Amnesty rules for people in the US who don't have government-issued photo IDs.

Largest active sunspot in 24 years has launched six major flares toward Earth so far, intermittently disrupting navigation systems and radio communciations. I wonder if this can be blamed on George W. Bush?

This is what happens when POTUS lets others decide: chaos. President Obama, on Wednesday, made a broad appeal for US leadership (who would that be?) to stem an Ebola outbreak in West Africa and expressed frustration with policies that may discourage health-care workers from volunteering on the front lines. Memo to POTUS: your US Army is mandating a 21-day quarantine for all troops who spend any time whatsoever in west Africa.

Meanwhile, that nurse who arrived back from Ebolaland with a fever now in an undisclosed location in Maine says she will "resist" quarantine. The fever, she says, was bogus. She tested negative for Ebola on two occasions.

And there it is, the third in a series of three stories on Ebola: SecDef approves mandatory 21-day quarantine for any and all military personnel returning from Ebolaland.

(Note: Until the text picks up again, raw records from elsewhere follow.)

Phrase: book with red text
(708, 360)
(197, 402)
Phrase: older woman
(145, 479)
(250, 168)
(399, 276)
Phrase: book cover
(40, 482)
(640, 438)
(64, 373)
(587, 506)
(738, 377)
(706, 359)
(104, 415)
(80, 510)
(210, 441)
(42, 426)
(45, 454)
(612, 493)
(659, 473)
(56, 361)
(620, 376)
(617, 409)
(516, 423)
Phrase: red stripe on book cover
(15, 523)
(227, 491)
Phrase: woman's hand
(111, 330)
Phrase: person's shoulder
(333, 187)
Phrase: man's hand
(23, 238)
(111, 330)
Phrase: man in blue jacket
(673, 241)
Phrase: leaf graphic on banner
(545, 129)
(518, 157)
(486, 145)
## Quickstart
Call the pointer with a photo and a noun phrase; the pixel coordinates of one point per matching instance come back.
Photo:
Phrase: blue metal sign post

Sanctions are seen to be hurting Moscow. And Italy. And Germany. And the Ukraine.

ISIS executes at least 40 tribal and Iraqi government fighters.

It appears President Obama has made another executive decision; along with choosing the Capitol Christmas Tree, I now count two executive decisions he's made this week. The second: US to lift sanctions on Fiji.

Sanctions, what sanctions? Apple looks to sell iPhone in Iran.

Small firms drop health plans -- citing ObamaCare. More here.

Regular readers are aware of the "payments system" challenging Apple Pay: CurrentC. It just got hacked: hackers stole e-mail addresses of some people participating in the pilot project.

Arctic shipping volume rises as ice melts: northern sea route primarily carries oil, much of the cargo involving Russia. All that oil over the pristine Arctic. 
The opening up of the Arctic for commercial cargo offers a faster route for some shipments between Europe and Asia, and holds the promise of increased trade for once icebound ports in the High North of Arctic countries such as Russia, Norway and Canada.
However, much of the new traffic through the Northern Sea Route is one-way shipments of fossil fuels from Northern Europe to Asia or is between Russian ports, according to a report to be released Friday by the Arctic Institute, a Washington think tank.
The institute said 71 ships carried 1.35 million tons of goods through the route last year. That was up from 46 vessels with 1.26 million tons of cargo the previous year. The majority of ships originated in Russia and many were from one Russian port to another in the country. Only 41 vessels traveled the full length of the Arctic shipping lane, and of those, 30 ships carried cargo, the report said.
[From elsewhere: video of the Arctic ice pack.]

Samsung in free-fall? But not because of Apple. It's really quite a story with several story lines. Not enough time to discuss. Gotta move along.